In those days there were of course no mobile phones, no computers, no video games, no TVs – you were lucky if you had a radio.  Mum got a battery operated one on HP [hire purchase] but it was repossessed because she couldn’t keep the payments up; and also no refrigerators, most people had an ice chest. The ice was supplied every week out the front of your house by a man in a horse and cart; if you didn’t go racing out when he blew his whistle you missed out. 

Milk was delivered every day in the same way; poured straight into your jug.

Only the very rich had a house phone, most people had to go to the nearest post office to make a call. 

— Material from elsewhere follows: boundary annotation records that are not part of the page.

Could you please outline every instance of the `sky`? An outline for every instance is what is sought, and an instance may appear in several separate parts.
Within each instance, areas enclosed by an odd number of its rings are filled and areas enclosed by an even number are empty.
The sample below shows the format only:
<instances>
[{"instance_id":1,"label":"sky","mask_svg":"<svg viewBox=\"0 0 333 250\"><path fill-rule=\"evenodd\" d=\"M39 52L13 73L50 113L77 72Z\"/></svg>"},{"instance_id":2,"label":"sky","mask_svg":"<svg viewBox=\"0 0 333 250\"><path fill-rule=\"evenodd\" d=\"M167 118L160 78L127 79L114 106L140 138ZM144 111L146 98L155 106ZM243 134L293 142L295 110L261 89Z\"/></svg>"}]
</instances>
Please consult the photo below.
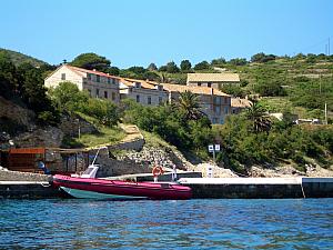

Again only the very rich had a car, most family’s transport was by horse and sulky (cart).  The owner had the horse tied up in a big paddock of which there were plenty. 

A lot of people owned cows also kept in the paddock.  Every morning they would go out and milk them, what they couldn’t use themselves they would give to their neighbours; of course there were also dairies as well.  Even riding in a horse and sulky was dangerous; sometimes the horse would ‘shy’ and bolt.  Deaths and injury were the same results as in a car crash.

Everybody in those days grew their own vegetables in their backyard and also we also had a big pen full of 'chooks', which gave us a sufficient supply of eggs. They were mainly laying hens with a few roosters thrown in.  You didn’t need an alarm clock in those days, every morning before sun up you would hear the roosters crowing. 

Whenever mum decided to have chicken for dinner she would go into the fowl pen, drag out a rooster, put its head and neck across the chopping block and with one blow of the axe chop off the chook’s head.  Blood everywhere when the chook thrashed around in its death throes minus its head.  Then mum would put the rooster in a big tub of hot water and then proceed to ‘pluck’ it, gut it and cook it;  sounds awful to you lily-livered people today, doesn’t it? 

You would much rather go down to Coles and buy your chicken already cooked, wouldn’t you?  But we’re talking about 1933.  In those days if you wanted to eat chicken you had to sometimes be your own butcher and executioner, for us poor people anyway. 

I was a little too young for such a task; my father was never there, so if mum didn’t do it who would?